At the end of 2022, we have a world where Intel is on the ropes in HPC, it can't deliver on a reliable schedule. We have AMD ascendent, and rightly so, with the EPYC chips and architecture. We have NVidia and AMD pushing new GPU platforms out that are tremendously performant for various workloads. We have ARM based systems also, though they aren't quite winning in the on-premisis market, though Amazon AWS is providing interesting systems in Graviton.
We have storage systems making bold claims about performance, showing wonderful benchmarketing numbers. Real end user IO workloads in HPC are indistinguishable from a distributed denial of service attack on the storage system. How that system behaves under these conditions matters, as this is what users experience.
Composible systems are on the rise. I remember, and had used, early versions of these things. Panta Systems, ScaleMP. I think this is great, though ... though ... the underlying OS and systems can rarely survive a failure of the underlying systems. You can't migrate computational state off a non-responsive system. I am not condemning such systems, rather I believe we are at the beginning of their utility. I think, somehow, the underlying problems are solvable. This will take more time, but imagine a world in which you can specify the shape of the system you need as part of your run.
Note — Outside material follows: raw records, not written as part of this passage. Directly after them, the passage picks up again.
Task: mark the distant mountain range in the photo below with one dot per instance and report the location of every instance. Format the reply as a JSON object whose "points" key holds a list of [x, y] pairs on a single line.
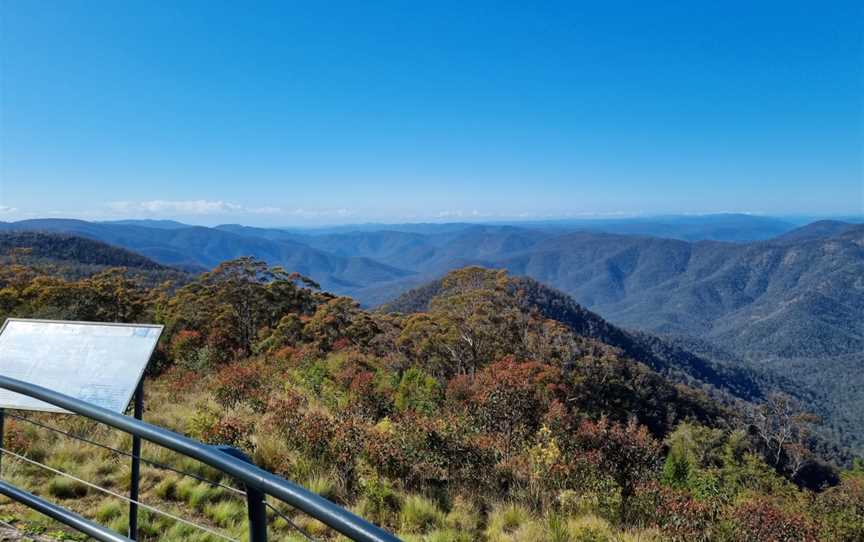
{"points": [[736, 290]]}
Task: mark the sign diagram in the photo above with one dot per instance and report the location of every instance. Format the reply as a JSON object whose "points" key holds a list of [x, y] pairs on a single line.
{"points": [[95, 362]]}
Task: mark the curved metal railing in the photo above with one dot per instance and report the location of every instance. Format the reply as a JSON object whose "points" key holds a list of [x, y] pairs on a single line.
{"points": [[257, 480]]}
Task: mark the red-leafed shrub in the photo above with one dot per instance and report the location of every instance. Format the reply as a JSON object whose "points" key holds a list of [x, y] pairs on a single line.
{"points": [[17, 439], [184, 345], [509, 399], [759, 520], [230, 431], [680, 516], [627, 454], [240, 383]]}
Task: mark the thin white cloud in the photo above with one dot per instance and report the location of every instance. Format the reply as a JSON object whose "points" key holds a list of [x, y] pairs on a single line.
{"points": [[187, 207]]}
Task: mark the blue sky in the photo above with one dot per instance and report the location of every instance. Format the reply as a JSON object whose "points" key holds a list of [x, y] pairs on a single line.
{"points": [[290, 113]]}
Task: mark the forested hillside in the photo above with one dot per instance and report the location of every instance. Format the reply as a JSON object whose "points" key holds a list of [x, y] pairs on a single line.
{"points": [[785, 308], [499, 413]]}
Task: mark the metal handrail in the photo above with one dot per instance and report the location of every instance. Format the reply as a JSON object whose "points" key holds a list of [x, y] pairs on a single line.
{"points": [[251, 476]]}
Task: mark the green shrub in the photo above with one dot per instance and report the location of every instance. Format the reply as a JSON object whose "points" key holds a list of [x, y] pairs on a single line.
{"points": [[420, 515], [109, 511], [65, 488]]}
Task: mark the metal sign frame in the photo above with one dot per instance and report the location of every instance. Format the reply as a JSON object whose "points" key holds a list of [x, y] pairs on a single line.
{"points": [[137, 393], [139, 377]]}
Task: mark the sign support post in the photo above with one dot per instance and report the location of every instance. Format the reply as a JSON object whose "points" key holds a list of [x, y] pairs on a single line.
{"points": [[135, 482], [2, 435]]}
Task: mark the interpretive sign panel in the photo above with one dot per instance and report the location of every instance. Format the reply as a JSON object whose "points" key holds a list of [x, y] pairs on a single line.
{"points": [[95, 362]]}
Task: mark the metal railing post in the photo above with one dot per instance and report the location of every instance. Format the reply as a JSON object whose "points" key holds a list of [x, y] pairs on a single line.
{"points": [[256, 507], [135, 482], [328, 513], [2, 435]]}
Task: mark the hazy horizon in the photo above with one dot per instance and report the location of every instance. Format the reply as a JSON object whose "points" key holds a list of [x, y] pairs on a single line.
{"points": [[275, 115]]}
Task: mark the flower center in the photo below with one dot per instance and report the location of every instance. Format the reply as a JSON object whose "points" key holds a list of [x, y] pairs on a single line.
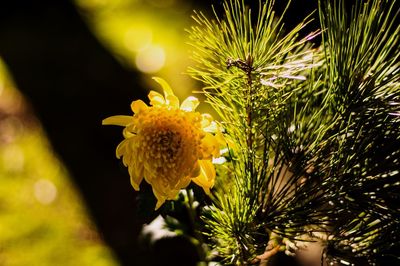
{"points": [[170, 142]]}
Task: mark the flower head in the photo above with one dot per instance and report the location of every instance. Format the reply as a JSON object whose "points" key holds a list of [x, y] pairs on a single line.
{"points": [[167, 144]]}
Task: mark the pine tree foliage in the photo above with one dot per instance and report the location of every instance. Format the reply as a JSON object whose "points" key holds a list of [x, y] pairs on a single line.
{"points": [[313, 133]]}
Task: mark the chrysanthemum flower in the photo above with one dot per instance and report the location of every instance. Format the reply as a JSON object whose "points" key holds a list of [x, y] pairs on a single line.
{"points": [[167, 144]]}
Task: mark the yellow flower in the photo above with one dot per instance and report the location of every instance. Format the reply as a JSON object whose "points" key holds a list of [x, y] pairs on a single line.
{"points": [[167, 144]]}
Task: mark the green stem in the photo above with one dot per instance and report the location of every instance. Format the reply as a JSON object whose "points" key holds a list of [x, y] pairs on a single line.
{"points": [[199, 243]]}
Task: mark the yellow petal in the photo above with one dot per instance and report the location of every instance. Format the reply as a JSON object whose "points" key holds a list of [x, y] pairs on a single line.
{"points": [[170, 98], [172, 101], [184, 182], [121, 149], [156, 99], [210, 146], [196, 170], [160, 199], [118, 120], [165, 86], [206, 121], [138, 106], [212, 127], [136, 177], [190, 104], [207, 176]]}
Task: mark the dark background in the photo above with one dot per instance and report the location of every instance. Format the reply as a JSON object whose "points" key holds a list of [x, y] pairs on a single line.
{"points": [[72, 82]]}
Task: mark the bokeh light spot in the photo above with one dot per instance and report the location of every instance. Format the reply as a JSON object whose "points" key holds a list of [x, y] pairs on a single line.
{"points": [[45, 191], [151, 59]]}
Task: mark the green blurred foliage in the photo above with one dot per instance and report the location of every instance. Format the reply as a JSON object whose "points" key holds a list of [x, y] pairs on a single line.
{"points": [[43, 221]]}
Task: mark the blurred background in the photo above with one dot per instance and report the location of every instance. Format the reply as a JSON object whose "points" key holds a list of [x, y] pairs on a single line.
{"points": [[64, 66]]}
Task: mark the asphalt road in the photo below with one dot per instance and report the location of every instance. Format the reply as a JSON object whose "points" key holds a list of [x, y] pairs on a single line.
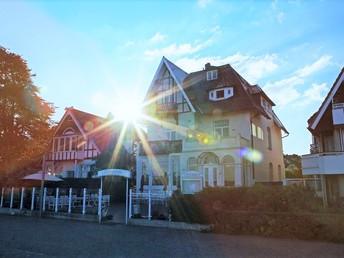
{"points": [[34, 237]]}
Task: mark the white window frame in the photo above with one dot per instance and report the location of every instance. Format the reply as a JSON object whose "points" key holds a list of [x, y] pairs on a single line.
{"points": [[227, 93], [171, 135], [220, 127], [211, 75]]}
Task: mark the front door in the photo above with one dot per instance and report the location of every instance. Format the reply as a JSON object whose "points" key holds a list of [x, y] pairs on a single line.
{"points": [[211, 176]]}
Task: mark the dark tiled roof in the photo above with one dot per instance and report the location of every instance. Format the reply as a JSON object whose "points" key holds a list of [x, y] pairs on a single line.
{"points": [[95, 127], [197, 89], [314, 116]]}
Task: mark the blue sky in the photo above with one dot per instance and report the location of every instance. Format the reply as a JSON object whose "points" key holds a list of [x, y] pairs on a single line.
{"points": [[98, 56]]}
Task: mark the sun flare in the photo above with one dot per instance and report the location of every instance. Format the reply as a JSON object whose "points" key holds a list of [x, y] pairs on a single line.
{"points": [[128, 111]]}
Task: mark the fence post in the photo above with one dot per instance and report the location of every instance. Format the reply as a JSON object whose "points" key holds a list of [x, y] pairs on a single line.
{"points": [[22, 198], [130, 202], [84, 202], [70, 201], [33, 198], [2, 197], [44, 195], [100, 205], [57, 200], [12, 192]]}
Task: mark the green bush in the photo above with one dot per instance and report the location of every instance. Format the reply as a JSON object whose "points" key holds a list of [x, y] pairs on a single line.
{"points": [[272, 211], [186, 208]]}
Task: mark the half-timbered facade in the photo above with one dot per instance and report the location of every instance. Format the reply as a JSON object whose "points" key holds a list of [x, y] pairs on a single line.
{"points": [[208, 128], [77, 140], [326, 158]]}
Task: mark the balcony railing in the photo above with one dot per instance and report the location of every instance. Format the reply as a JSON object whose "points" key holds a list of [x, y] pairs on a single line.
{"points": [[169, 107], [338, 113], [66, 155], [326, 163], [162, 147]]}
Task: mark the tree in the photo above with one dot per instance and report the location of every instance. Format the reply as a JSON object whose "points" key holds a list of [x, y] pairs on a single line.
{"points": [[25, 123], [293, 167]]}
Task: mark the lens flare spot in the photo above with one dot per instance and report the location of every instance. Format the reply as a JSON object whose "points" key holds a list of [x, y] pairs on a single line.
{"points": [[251, 154], [88, 126]]}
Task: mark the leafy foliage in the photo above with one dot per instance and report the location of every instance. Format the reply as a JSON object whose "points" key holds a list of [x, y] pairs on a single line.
{"points": [[293, 167], [25, 124]]}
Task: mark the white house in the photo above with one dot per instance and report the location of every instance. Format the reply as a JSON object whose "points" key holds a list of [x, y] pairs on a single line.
{"points": [[77, 140], [208, 128], [326, 160]]}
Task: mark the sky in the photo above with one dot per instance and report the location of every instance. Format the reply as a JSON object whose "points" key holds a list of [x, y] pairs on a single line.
{"points": [[101, 56]]}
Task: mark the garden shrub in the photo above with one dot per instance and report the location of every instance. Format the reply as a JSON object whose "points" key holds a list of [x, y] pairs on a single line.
{"points": [[186, 208], [271, 211]]}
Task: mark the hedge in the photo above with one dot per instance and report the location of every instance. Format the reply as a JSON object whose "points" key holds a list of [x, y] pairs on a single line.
{"points": [[289, 211]]}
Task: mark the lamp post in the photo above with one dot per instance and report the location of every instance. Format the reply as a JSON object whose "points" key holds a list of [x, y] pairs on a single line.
{"points": [[42, 187]]}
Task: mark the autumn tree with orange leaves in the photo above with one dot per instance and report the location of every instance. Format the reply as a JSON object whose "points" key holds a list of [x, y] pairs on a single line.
{"points": [[25, 118]]}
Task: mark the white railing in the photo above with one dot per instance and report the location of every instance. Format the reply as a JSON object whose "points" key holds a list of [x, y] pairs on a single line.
{"points": [[15, 198], [323, 163], [313, 183]]}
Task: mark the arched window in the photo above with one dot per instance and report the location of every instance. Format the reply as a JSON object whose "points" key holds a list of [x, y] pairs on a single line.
{"points": [[271, 172], [279, 170], [228, 163], [68, 131], [192, 164], [269, 138]]}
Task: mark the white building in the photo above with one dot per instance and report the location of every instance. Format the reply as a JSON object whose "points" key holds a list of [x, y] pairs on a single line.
{"points": [[77, 140], [326, 160], [208, 128]]}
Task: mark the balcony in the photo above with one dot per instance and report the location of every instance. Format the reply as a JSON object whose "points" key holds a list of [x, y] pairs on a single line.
{"points": [[338, 113], [327, 163], [168, 107], [163, 147], [236, 141], [65, 155]]}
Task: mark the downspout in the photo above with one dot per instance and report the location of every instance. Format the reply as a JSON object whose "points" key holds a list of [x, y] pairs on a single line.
{"points": [[252, 145]]}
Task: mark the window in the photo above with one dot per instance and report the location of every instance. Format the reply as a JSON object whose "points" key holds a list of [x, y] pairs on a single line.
{"points": [[221, 128], [257, 131], [192, 164], [271, 172], [260, 133], [269, 138], [221, 94], [172, 135], [254, 130], [228, 169], [211, 75], [166, 89]]}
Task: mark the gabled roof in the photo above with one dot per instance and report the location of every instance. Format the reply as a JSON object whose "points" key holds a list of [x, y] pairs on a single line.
{"points": [[314, 120], [89, 126], [178, 75], [197, 87]]}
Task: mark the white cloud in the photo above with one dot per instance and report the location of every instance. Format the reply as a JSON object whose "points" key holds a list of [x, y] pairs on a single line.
{"points": [[157, 37], [274, 5], [203, 3], [252, 68], [285, 91], [129, 43], [280, 17], [316, 93], [176, 50], [321, 63]]}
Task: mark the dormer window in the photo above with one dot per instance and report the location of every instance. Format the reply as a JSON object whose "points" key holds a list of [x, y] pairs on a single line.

To a degree, this is done now with batch systems, but they are subdividing larger machines into smaller, and aggregating many distributed smaller systems into a larger entity. Its the boundaries, and data motion(!) that gets us. That is part of the problem.
With ScaleMP, a large allocation could cause a (believe it or not!) blue screen crash. Application level code, doing a very large (multi TB) allocation would freeze all machines in the system. This should be fixable. In the composable world, we could, for example, start looking at storage in terms of large blocks of erasure coding. So if a machine dies running part of a calculation, and its memory goes away, it could simply be viewed in erasure channel terms. Similarly, state synchronization may (may) be possible this way.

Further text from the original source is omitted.